Als die Nazis seinerzeit zwar zur Macht griffen, da taten sie beides, zu Mitteln des Terrors greifen und auf der antisemitischen Klaviatur spielen. Und sie lehnten ganz offen die Demokratie ab, und versprachen sie abzuschaffen. Sicher fußte ihr politischer Erfolg auch auf der Weltwirtschaftskrise und ihren schlimmen Folgen sozialer Verelendung. 

Das von Frau Grunenberg empfohlene Konzept der Integration der Themen, die von neuen politischen Bewegungen in die Gesellschaft getragen werden, hat dort seine Grenzen, wo es um die Demokratie als solche geht, wo sie abgelehnt wird, oder gar abgeschafft werden soll, und es hat Grenzen, wo eine politische Kraft anderen Menschen bei uns das Daseins- bzw. sogar das Lebensrecht abspricht. 

 

So richtig es ist, sich neuen, auch unangenehmen Themen zu stellen, in den demokratischen Diskurs mitaufzunehmen, so wenig darf man sich etwas vormachen, wenn es um die Demokratie als solche geht.
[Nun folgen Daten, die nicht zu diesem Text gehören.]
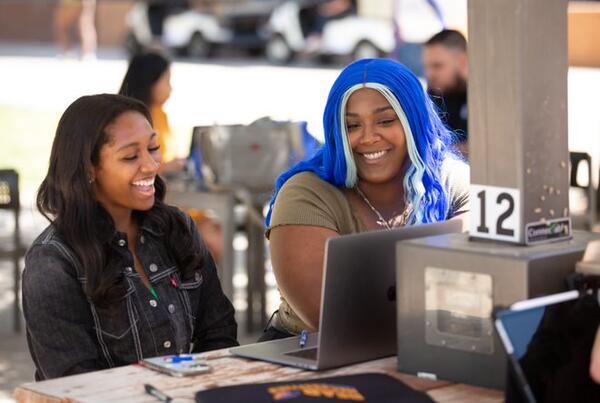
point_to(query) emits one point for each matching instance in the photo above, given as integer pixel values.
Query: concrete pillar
(518, 120)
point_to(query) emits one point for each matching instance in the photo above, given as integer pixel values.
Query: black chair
(9, 200)
(588, 217)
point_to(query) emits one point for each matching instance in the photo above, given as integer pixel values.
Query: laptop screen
(551, 346)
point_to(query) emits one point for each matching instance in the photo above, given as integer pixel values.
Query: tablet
(549, 343)
(178, 365)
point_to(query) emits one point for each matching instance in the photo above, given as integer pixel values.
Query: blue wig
(427, 138)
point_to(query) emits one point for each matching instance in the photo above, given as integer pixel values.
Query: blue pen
(181, 358)
(303, 338)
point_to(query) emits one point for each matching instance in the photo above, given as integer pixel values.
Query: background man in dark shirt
(446, 71)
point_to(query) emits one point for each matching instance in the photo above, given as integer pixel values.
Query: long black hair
(144, 70)
(66, 196)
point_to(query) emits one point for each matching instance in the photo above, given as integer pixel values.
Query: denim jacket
(68, 334)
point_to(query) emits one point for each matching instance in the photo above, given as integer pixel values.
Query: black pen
(151, 390)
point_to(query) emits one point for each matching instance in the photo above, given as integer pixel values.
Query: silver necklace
(398, 220)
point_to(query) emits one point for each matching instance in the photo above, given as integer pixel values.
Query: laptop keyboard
(306, 353)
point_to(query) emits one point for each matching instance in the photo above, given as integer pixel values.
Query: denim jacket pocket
(189, 292)
(116, 329)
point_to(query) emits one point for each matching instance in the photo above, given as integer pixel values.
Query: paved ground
(222, 91)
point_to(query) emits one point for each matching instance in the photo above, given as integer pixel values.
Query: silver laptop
(358, 303)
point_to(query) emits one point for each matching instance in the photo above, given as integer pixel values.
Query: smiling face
(124, 178)
(376, 137)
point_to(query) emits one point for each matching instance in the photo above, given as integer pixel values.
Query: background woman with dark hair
(118, 275)
(148, 79)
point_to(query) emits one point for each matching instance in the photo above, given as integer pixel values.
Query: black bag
(378, 388)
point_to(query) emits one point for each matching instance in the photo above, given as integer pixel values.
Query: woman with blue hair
(386, 162)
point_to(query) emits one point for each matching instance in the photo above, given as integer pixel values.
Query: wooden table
(126, 383)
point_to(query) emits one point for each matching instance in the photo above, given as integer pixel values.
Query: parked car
(357, 36)
(198, 34)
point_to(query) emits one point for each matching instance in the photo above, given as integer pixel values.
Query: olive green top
(306, 199)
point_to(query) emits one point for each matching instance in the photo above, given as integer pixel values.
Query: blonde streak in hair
(414, 175)
(351, 172)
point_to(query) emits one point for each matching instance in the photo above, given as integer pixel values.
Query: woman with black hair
(118, 275)
(148, 79)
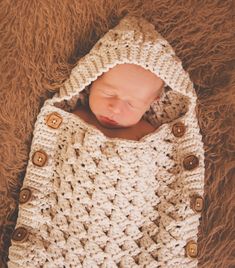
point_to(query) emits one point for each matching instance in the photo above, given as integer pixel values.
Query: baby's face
(121, 96)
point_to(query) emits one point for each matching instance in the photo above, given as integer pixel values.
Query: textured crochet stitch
(112, 202)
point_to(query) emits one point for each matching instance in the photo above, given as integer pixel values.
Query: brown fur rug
(41, 40)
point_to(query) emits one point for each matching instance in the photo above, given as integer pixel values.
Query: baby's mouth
(107, 120)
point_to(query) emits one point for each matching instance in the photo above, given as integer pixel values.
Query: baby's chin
(111, 126)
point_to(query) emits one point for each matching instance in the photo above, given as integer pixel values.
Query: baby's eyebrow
(114, 89)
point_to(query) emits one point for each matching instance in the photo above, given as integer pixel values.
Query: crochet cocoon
(92, 201)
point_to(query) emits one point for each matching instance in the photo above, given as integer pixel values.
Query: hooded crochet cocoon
(93, 201)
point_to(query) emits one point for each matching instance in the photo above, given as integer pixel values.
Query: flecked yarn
(93, 201)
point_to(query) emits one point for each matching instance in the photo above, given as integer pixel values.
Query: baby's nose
(116, 106)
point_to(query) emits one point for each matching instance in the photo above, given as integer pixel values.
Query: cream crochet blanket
(93, 201)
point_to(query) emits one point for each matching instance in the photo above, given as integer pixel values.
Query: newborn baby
(119, 98)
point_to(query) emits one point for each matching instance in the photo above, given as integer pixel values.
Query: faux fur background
(41, 40)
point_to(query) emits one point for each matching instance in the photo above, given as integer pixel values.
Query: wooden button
(178, 129)
(25, 195)
(190, 162)
(20, 234)
(197, 203)
(191, 249)
(39, 158)
(54, 120)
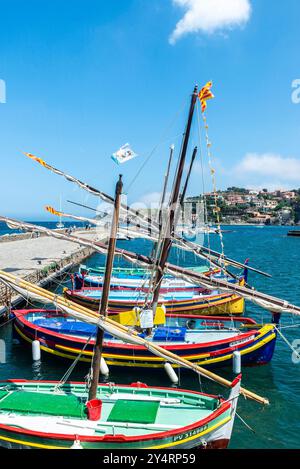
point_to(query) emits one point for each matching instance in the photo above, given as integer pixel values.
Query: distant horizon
(80, 81)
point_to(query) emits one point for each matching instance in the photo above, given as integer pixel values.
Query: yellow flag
(205, 94)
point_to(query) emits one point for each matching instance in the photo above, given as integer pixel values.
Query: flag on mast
(125, 153)
(205, 94)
Die funktioniert nur, wenn sich ein hinreichend großer Teil der Gesellschaft in Wort und Tat zu den Prinzipien des demokratischen Zusammenlebens bekennt. Wo das nicht der Fall ist, ist eine Demokratie in Gefahr. Und deshalb muss eine demokratische Gesellschaft für sich selber werben. Dazu gehört sicher,  die politischen Anliegen aller ernst zu nehmen, dazu ein gehört ein fairer und respektvoller Umgang untereinander und natürlich gehört Bildungsarbeit dazu. Aber es gibt Situationen, da reicht das nicht aus, da muss man kämpfen, da muss man deutlich werden, und da muss man auch zu staatlichen Mitteln, polizeilichen und juristischen Mitteln greifen. Und dann muss man auch auf die Strasse gehen, oder gar zum Mittel des Generalstreiks greifen. Es kann sein, dass das zum Schluss alles nichts hilft. Aber es muss gemacht werden. 

 

Demokratie fusst auf Freiwilligkeit und auf Bekenntnis. Dafür müssen die Menschen frei sein. Vernunft gedeiht in der Freiheit am besten. Aber eine Garantie dafür gibt es nicht. 

So gesehen hat auch Antonia Grunenberg sich wieder nur mal an diesen ewig währenden Versuchen beteiligt, für die Stabilität einer Demokratie eine Patentlösung zu liefern, die es doch gar nicht geben kann.